Thomas Hochmann : Autrefois, en droit français, il y avait deux délits spécifiques : un délit d’offense à chef de l’État étranger et un délit d’offense au président de la République. Cela a changé à la suite de décisions de la Cour européenne des droits de l’Homme. D’abord en 2002, avec l’arrêt Colombani contre France qui concernait le journal Le Monde].
Le journal avait été condamné en appel après avoir publié un article sur le trafic de drogue au Maroc ; une plainte avait été déposée par le roi du Maroc Hassan II. Le directeur du Monde Jean-Marie Colombani avait saisi la Cour européenne des droits de l’Homme qui avait conclu que ce type de délit spécifique était une atteinte excessive à la liberté d’expression. Cette décision a conduit la France à abroger ce délit d’offense à chef d’État étranger en 2004.

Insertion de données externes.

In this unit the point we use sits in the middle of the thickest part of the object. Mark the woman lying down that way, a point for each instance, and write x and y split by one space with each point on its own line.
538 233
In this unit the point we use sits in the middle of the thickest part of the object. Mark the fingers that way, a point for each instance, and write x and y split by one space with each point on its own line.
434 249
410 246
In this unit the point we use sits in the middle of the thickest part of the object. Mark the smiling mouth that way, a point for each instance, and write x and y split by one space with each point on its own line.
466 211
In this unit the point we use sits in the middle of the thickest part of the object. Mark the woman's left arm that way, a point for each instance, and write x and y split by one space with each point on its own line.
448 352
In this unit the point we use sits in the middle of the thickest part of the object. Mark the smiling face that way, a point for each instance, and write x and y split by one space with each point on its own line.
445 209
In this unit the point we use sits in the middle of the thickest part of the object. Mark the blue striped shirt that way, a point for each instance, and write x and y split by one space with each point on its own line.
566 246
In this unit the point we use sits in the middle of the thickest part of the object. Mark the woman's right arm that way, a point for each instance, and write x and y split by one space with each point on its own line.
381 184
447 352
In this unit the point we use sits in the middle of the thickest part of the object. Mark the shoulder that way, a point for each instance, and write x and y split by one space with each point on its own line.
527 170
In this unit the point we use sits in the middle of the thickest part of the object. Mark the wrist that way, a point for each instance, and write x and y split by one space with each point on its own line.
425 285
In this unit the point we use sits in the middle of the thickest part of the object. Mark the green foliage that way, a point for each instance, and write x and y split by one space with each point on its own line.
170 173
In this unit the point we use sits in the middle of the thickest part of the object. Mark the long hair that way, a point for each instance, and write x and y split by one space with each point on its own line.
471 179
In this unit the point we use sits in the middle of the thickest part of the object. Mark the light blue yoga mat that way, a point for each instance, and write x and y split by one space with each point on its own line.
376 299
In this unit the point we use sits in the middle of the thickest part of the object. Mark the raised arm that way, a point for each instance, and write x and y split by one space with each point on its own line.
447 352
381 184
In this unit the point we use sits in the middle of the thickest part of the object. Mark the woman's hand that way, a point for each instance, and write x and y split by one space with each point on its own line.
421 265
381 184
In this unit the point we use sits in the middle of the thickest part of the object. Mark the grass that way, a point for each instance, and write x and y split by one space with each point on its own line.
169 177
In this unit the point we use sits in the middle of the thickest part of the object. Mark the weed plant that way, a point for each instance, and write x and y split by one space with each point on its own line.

Dans son ouvrage intitulé La République injuriée, le professeur de droit public Olivier Beaud revient sur l’histoire du délit d’offense au chef de l’État français. Il montre que sous la Ve République, De Gaulle l’a beaucoup utilisé contre l’extrême droite. Ensuite, Giscard, Chirac, et Mitterrand ne l’ont pas du tout utilisé. Et la disposition a de nouveau été utilisée sous Sarkozy.
En 2008, un homme avait brandi à Laval sur le passage de Nicolas Sarkozy une pancarte sur laquelle était écrite « Casse-toi, pauvre con », soit les termes exacts qui avaient été employés par Nicolas Sarkozy lui-même, et en public, quelques mois plus tôt. L’homme avait été condamné pour offense au chef de l’État, et la Cour européenne des droits de l’Homme a jugé que dans cette affaire-là, la condamnation constituait une restriction excessive de la liberté d’expression.
Il s’agissait d’une description satirique, donc on ne pouvait pas condamner ce type de propos. Après ça, le Parlement a décidé en 2013 d’abroger également cet ancien délit d’offense au président de la République.
Dans le même temps, cette même loi a modifié les dispositions générales qui visent l’injure et la diffamation. Ces délits sont désormais punis plus lourdement lorsqu’ils visent une personne dépositaire de l’autorité publique, dont le président de la République. Il existe également un délit d’outrage (article 433-5 du Code pénal) qui concerne les personnes chargées d’une mission de service public ou dépositaires de l’autorité publique.
Est-ce une manière de contourner l’abrogation du délit d’offense à chef de l’état ?
Le Parlement a inscrit dans la loi le délit d’injure ou de diffamation contre le chef de l’État au moment même où il abrogeait le délit d’offense au chef de l’État. Cela montre qu’il n’avait pas l’intention de supprimer toute protection spécifique pour des propos visant le chef de l’État. Avec l’idée, sans doute, que pour assurer le bon fonctionnement de la démocratie, la critique politique doit demeurer dans le cadre décent de la controverse.
Le problème qui se pose pour le délit d’outrage est beaucoup plus large. Utilisé pour des propos tenus envers les forces de l’ordre ou d’une personne dépositaire de l’autorité publique, il ne relève pas de la loi de 1881 sur la liberté de la presse, qui prévoit notamment des délais de prescription courts. Le délit d’outrage suit une procédure moins protectrice de la liberté d’expression.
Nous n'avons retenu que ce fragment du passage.